Varie
Il film, tratto dall’omonimo testo del drammaturgo David Rabe, si svolge in un unico ambiente: una camerata militare degli Stati Uniti, nell’anno 1965. Un gruppo di giovani, richiamati alle armi, sono in attesa di essere mandati nel Vietnam. Il film si apre sull’atmosfera snervante di uno stanzone semideserto, con qualche soldato che dorme, qualche altro che gioca a carte. Ad un tratto, uno dei giovani entra nelle docce e si taglia le vene con una lametta, ma viene subito soccorso da un compagno. Poi il film è centrato sulle reclute Billy, un intellettuale di provincia, Roger, un negro dal carattere conciliante, e Ritchie, un omosessuale che si diverte a provocare Billy, senza però scoprire troppo il proprio gioco. I tre soldati scherzano, chiacchierano, si prendono in giro con un frasario intessuto di termini grevi, proprio del gergo da caserma. A loro si aggiungono, con una funzione narrativa collaterale, due sergenti veterani che raccontano di eroiche gesta compiute in Indocina, ma in realtà lasciano intravvedere l’ossessione, i rimorsi e la paura che l’esperienza della guerra ha impresso nella loro mente. Essi cantano in coro, ubriachi fradici, “Beautiful Streamers”, la canzone parabola del soldato quando in volo si accorge che il suo ombrellone di seta non si aprirà e aspetta di conficcarsi “come un chiodo nella terra”. Da qui il titolo del film che, in gergo militare, indica i paracadutisti che precipitano al suolo. Le schermaglie tra Billy, Roger e Ritchie si trasformano ben presto in uno scontro con accuse, allusioni e offese reciproche. A far precipitare tale convivenza, ormai ai limiti della rottura, avviene l’irruzione nella stanza di Carlyle, un altro soldato nero, che fa esplodere con la sua aggressività, quelle passioni fino allora appena trattenute. Sotto l’influsso catalizzatore di Carlyle, si instaura un crescendo di tensione, una pericolosa spirale di violenza in cui tutti si lasciano trascinare senza saper controllare e capire quando sta loro accadendo. Carlyle, ormai alla pazzia per la paura della guerra e l’insofferenza della vita militare, accoltella Bilty e uccide il sergente ubriaco che gli si para dinnanzi, mentre Roger e Ritchie rimangono stralunati a contemplare la desolazione del loro stato. Proprio come accade per i paracadutisti che si ritrovano nel vuoto senza capire quello che sta loro avvenendo, così i protagonisti del film si sono lasciati trascinare verso la morte e l’autodistruzione.

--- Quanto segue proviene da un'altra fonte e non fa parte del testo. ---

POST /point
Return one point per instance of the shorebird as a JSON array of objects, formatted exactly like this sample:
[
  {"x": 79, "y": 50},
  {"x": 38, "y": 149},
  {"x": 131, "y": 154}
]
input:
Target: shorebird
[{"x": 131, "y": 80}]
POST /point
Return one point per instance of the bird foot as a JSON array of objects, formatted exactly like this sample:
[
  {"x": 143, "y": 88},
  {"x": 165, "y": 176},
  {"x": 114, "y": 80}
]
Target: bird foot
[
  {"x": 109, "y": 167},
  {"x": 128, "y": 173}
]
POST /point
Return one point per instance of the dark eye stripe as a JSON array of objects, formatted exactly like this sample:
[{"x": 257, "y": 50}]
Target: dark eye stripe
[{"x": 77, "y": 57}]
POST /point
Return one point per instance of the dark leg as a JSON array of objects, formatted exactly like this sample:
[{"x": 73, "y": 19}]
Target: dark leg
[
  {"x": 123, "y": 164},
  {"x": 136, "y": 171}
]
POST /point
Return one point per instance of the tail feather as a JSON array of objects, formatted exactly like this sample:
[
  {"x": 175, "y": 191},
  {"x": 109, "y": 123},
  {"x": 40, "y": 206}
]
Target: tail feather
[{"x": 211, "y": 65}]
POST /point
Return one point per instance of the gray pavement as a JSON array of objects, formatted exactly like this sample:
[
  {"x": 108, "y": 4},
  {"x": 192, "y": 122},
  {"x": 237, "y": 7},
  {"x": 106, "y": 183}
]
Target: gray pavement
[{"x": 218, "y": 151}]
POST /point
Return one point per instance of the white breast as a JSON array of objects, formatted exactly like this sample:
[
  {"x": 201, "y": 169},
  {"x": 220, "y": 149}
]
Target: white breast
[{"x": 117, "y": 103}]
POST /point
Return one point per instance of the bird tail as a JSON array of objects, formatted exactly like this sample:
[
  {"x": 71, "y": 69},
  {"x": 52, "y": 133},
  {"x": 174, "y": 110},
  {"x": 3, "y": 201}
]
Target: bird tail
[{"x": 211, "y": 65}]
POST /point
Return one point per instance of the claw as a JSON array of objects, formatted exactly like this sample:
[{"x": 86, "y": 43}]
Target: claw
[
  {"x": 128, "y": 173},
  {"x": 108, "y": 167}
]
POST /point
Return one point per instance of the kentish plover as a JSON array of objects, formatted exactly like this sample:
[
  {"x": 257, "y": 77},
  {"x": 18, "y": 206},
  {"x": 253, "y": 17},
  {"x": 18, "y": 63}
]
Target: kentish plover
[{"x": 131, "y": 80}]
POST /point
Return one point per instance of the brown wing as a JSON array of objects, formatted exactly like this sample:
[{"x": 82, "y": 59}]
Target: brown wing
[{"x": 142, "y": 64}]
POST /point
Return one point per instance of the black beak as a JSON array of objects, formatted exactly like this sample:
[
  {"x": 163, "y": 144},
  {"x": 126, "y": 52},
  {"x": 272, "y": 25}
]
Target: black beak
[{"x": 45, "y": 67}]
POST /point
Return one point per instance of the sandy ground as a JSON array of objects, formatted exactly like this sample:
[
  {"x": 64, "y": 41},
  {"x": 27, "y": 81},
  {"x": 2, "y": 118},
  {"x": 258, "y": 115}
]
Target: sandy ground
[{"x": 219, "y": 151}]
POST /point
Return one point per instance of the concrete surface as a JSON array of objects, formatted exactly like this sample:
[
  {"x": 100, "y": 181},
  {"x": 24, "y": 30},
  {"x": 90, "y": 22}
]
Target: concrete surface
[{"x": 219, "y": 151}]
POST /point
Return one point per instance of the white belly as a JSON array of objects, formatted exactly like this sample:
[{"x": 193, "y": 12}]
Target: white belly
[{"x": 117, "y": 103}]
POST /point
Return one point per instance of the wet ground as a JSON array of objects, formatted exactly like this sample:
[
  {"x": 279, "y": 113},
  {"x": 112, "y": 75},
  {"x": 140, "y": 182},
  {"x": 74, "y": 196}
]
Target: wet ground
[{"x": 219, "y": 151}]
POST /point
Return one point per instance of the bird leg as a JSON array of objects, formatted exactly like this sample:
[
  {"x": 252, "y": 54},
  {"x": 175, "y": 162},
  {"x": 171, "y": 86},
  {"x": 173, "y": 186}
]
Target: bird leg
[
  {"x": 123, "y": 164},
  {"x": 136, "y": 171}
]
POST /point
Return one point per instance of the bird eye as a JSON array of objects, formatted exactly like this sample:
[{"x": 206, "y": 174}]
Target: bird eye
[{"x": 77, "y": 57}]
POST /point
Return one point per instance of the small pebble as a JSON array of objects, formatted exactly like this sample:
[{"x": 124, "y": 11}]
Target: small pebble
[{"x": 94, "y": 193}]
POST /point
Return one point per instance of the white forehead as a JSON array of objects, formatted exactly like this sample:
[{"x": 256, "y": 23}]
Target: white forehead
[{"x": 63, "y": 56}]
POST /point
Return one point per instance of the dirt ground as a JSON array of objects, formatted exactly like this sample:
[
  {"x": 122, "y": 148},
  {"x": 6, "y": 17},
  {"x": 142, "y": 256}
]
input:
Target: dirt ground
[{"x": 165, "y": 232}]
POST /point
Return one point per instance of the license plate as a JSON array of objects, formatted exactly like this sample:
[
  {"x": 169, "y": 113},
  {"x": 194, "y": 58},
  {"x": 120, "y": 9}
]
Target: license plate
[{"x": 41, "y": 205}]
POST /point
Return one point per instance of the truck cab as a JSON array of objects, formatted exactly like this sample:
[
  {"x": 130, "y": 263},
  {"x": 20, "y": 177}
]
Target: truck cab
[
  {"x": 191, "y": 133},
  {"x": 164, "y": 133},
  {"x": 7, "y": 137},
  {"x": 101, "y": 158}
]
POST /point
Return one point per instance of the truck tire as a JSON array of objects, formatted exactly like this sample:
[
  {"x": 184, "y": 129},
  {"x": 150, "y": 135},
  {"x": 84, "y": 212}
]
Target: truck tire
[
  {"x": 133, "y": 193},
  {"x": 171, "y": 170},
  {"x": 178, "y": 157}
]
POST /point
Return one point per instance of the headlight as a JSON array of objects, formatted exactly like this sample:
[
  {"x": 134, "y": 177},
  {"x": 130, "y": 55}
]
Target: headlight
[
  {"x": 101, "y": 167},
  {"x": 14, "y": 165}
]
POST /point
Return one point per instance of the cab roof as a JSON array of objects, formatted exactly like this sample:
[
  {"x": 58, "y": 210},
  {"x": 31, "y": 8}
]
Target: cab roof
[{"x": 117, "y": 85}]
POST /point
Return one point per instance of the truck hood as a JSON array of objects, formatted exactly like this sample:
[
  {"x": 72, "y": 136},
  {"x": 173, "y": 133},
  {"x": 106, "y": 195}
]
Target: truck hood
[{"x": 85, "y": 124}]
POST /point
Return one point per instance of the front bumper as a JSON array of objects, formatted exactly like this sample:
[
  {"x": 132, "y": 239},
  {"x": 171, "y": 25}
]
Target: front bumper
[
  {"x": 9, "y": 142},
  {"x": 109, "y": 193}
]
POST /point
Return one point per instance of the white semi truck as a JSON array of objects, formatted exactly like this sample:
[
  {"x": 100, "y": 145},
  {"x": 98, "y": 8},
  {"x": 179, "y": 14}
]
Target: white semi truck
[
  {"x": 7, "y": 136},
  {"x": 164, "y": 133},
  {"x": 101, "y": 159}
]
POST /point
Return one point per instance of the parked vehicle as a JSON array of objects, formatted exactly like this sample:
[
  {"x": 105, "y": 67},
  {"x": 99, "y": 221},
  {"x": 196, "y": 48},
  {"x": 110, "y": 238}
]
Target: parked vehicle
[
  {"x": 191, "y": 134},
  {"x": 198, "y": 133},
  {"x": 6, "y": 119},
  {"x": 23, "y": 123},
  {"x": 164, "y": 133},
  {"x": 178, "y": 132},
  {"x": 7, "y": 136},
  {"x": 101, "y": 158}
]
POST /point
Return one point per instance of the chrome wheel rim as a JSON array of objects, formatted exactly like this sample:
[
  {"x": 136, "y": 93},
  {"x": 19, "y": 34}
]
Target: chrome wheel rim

mamma che noia, roba da morire di sonno anche dopo litri di caffè!!!
“Un modo per sfogare l’aggressività generata dalla paura della guerra”. Interessante questa chiave di lettura…
Ad ogni modo, questione di gusti 😉
Alla prossima!
Caro Daniele, a me invece sembra che l’omofobia sia solamente un ripiego. Un modo per sfogare l’aggressività generata dalla paura della guerra. Proprio questo terrore latente (e a sprazzi evidente) è il cardine della narrazione. Non basta un personaggio effeminato per giustificare 3 G. Per quanto riguarda la tua differente opinione sul film e sul regista… massimo rispetto. Un saluto:)
Beh, istintosegreto io credo che il film meriti assolutamente la categoria in cui è stato inserito. Penso che proprio l’omosessualità/omofobia sia il motore principale della narrazione che porta ad una dolorosa e violenta conclusione. Forse l’assetto teatrale può dare un po’ quella sensazione di artificioso di cui tu parli, ma i personaggi a me risultano credibili e tristemente realistici.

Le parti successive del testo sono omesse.